「道東内陸部の阿寒が隆起する一方、太平洋沿岸の釧路・根室は沈降し、境目に歪みが溜まっていると考えられます。道央の南部のえりも2も隆起が続いており、釧路・根室の沈降とのギャップが大きくなっている。
一方、道南を見ると、津軽海峡を挟んだ青森の黒石で隆起が始まっている。この地域は『水平方向の動き』でも周辺と異なる動きが見られるので注意すべきです」(村井氏)
【奥羽山脈警戒ゾーン】
東日本大震災以降、福島県沖を中心に地震の常襲地帯となっている。秋田の鳥海では7.11センチの以上変動も起こっており、警戒は依然として必要だ。村井氏は今回、この警戒ゾーンに茨城北部も含めた。
「茨城北部までゾーン全体に大きな水平方向の動きが確認されています。また岩手・宮城など太平洋側は隆起傾向にあり、秋田・山形など日本海側は沈降が進んでいる。境にある奥羽山脈を中心に歪みが大きくなっています」(村井氏)
【北陸・北信越警戒ゾーン】
前出の東北地方の動きと関連しているという。
「新潟南部の隆起が顕著です。特に12月には安塚、新潟下田が大きく隆起しました。奥羽山脈警戒ゾーンとの境目にある新潟北部は歪みが溜まって不安定な状態と言えます」(村井氏)

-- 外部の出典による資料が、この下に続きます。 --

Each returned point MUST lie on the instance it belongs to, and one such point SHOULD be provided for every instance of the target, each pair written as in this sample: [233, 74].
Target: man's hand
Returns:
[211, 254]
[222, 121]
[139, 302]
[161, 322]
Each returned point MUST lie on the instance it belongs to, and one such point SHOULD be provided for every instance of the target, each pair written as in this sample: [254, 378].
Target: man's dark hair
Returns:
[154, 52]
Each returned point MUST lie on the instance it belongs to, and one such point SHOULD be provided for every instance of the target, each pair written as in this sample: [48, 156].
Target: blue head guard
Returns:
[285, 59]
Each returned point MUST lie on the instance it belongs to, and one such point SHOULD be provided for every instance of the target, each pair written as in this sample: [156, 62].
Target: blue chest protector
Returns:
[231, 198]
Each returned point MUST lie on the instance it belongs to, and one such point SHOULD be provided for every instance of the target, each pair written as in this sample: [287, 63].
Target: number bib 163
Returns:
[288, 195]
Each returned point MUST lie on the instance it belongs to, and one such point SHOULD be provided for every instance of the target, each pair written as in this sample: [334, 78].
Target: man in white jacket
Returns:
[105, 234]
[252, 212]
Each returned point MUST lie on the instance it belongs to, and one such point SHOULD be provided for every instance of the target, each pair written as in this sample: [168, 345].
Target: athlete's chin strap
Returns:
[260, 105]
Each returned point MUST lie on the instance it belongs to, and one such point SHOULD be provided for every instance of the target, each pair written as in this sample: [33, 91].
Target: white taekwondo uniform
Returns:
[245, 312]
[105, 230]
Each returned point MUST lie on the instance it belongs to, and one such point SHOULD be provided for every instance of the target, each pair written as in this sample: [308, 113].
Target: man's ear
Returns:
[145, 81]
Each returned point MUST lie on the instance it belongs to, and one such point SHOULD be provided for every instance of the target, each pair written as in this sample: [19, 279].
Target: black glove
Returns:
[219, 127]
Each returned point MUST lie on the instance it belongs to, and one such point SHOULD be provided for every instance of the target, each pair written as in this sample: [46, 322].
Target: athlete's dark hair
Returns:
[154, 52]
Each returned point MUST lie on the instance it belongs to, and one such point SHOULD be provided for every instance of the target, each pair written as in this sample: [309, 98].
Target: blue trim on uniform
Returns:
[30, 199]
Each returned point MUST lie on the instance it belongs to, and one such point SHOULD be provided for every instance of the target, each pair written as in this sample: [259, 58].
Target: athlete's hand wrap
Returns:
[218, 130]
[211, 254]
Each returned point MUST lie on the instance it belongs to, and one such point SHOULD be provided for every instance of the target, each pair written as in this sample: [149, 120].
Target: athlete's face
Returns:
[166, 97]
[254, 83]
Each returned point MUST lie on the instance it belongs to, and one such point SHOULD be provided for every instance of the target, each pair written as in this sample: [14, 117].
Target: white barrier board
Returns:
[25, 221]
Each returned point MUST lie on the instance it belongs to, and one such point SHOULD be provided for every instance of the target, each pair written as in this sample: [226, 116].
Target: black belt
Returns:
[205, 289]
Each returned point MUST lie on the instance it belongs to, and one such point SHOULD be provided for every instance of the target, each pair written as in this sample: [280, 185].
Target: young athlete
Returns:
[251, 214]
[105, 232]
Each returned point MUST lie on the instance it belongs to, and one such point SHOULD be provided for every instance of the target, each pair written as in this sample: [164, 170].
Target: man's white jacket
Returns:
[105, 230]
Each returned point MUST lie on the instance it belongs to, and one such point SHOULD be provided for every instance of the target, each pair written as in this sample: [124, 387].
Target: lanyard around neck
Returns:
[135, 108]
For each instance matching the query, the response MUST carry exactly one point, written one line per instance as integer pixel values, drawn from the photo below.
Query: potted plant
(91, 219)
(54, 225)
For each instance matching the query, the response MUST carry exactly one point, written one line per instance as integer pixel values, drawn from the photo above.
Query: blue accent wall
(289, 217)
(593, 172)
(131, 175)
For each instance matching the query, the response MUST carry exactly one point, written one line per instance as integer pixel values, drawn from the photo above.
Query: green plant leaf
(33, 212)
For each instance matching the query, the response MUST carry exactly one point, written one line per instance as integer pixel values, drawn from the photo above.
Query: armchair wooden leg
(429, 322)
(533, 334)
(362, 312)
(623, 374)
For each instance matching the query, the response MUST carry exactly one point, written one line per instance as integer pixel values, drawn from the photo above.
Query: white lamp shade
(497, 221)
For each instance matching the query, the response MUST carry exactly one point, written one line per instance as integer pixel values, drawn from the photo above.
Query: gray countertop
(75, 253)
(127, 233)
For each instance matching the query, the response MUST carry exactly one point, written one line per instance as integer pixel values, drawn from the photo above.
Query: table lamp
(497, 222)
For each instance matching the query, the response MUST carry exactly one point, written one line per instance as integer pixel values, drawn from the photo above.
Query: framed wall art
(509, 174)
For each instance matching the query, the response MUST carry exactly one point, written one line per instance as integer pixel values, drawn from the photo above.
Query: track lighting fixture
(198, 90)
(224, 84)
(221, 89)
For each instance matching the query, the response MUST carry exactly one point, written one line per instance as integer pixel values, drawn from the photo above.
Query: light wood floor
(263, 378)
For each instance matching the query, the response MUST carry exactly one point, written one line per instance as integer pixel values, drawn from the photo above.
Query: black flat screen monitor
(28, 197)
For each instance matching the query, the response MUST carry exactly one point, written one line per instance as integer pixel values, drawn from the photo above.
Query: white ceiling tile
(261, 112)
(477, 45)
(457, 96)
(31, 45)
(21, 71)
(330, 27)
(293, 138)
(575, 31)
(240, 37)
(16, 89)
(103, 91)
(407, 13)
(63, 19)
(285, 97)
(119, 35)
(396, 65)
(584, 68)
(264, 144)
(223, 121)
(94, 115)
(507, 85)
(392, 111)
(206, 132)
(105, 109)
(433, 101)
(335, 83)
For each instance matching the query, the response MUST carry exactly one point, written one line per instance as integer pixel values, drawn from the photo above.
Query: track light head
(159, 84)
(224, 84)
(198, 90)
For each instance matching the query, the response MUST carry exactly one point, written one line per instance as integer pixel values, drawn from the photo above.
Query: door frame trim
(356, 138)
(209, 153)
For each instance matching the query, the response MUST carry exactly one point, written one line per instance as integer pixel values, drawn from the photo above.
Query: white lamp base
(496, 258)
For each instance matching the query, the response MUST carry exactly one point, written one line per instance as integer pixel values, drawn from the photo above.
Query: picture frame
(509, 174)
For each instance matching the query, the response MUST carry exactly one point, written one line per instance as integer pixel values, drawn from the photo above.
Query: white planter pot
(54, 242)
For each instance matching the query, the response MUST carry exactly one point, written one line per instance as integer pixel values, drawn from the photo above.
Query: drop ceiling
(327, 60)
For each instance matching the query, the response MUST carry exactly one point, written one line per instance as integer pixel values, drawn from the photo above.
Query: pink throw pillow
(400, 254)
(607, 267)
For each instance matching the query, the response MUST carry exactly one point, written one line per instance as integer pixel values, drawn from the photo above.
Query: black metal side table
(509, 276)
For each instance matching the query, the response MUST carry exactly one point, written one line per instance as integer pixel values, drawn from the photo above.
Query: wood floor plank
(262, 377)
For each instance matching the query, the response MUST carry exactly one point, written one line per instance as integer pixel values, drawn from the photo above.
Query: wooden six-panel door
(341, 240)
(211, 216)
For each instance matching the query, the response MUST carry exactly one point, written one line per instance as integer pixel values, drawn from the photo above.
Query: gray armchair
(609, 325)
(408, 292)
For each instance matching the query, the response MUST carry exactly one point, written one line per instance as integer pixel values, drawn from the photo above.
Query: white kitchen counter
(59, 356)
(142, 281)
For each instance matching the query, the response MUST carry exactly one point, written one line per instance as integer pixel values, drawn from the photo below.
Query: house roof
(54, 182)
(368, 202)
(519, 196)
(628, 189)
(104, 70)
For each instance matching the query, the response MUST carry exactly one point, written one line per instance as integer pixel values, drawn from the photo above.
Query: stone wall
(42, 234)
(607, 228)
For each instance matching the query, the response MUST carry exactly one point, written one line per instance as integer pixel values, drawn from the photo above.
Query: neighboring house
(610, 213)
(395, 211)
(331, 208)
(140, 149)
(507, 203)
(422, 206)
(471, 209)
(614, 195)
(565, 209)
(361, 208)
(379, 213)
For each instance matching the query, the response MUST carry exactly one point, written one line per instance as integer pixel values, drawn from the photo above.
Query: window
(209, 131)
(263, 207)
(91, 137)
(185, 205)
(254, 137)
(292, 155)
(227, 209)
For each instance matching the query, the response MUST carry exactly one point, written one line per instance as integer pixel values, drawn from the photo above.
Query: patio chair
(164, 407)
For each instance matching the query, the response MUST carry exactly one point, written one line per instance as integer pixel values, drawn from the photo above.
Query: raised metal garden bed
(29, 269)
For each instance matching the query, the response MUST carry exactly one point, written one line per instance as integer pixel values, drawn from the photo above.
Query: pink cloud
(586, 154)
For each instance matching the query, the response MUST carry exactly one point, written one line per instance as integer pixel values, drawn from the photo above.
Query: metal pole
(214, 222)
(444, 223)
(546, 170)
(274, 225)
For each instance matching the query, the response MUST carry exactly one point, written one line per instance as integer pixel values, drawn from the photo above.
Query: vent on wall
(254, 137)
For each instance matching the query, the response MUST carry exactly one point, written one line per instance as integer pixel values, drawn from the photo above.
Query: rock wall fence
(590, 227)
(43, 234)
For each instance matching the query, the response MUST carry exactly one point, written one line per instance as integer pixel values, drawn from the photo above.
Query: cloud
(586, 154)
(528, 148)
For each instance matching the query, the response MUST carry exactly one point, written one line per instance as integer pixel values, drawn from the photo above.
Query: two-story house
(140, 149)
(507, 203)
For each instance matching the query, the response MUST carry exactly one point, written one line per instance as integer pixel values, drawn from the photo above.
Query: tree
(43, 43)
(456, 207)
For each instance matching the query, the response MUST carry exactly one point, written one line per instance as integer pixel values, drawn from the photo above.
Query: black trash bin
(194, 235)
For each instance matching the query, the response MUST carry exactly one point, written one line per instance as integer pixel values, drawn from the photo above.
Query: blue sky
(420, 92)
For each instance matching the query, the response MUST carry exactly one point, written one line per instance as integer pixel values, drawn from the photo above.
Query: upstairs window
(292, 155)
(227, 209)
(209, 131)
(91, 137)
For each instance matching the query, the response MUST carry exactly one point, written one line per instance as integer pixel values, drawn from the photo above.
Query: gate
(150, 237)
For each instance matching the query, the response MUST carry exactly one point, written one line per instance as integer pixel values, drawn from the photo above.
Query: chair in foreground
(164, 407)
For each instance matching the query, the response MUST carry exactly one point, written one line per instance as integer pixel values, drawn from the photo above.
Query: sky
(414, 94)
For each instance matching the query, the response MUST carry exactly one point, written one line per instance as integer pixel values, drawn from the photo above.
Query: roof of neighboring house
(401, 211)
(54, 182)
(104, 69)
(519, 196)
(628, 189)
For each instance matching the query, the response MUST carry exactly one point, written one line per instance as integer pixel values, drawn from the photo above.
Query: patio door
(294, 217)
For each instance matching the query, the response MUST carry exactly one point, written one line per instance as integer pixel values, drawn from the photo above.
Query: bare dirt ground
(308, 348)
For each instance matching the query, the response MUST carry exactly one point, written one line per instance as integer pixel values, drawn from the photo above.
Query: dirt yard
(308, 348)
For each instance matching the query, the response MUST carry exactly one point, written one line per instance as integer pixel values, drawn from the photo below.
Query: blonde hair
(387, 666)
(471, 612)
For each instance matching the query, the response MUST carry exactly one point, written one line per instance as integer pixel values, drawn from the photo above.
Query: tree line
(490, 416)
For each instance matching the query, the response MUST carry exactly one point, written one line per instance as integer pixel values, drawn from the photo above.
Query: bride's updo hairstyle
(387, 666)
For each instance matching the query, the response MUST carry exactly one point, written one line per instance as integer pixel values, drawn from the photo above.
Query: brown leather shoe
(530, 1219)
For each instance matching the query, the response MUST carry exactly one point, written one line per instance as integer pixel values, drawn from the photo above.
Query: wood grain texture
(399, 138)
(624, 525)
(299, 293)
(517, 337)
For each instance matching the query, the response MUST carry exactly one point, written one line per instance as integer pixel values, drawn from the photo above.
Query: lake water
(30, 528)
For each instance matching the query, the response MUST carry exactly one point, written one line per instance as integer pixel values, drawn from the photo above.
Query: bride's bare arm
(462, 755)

その新潟北部では、新発田Aや小須戸で5センチ以上の異常変動が起きている。
【首都圏・東海警戒ゾーン】
村井氏が今回も最警戒としているのが首都圏を含む南関東だ。
「昨年7月に2週続けて伊豆諸島から伊豆半島、富士山周辺までの『一斉異常変動』が確認されている。たとえば三宅2と三宅3で7センチ以上、中伊豆や初島でも、5センチ以上となっている。またこの地域を水平方向の動きで見ると、昨年10月に、東北や茨城付近と異なる動きが見られました。その中間に位置する首都圏には歪みが大きく溜まっていると考えられる。警戒を解くことはできません」(村井氏)
【南海・東南海警戒ゾーン】
「南海トラフ地震」の影響を大きく受けると予想されるこの地域では、広島の蒲刈で8.04センチ、高知の久礼で7.15センチの上下動があった。
「昨年10月下旬、紀伊半島から九州・大分までの地域全体が、水平方向に大きく動いた。これまで見られなかった動きで、注意すべきと考えている」(村井氏)
【九州警戒ゾーン】
熊本地震以降、震度5クラスの地震が頻発しているが、新たな大地震の兆候があると指摘する。
「熊本地震以降、福岡県で沈降が続いている。これが一転、隆起に転じた場合、要注意と見ています。2005年に最大震度6弱を記録した福岡県西方沖地震の前には、高さ変動に大きな揺らぎが起きていました。鹿児島と宮崎南部では水平方向で大きな動きが見られ、垂水の8.56センチをはじめ異常変動も多いことから警戒が必要です」(村井氏)
村井氏は予測の精度をより高めるため、今年からはAI(人工知能)などの最新技術も導入する予定だという。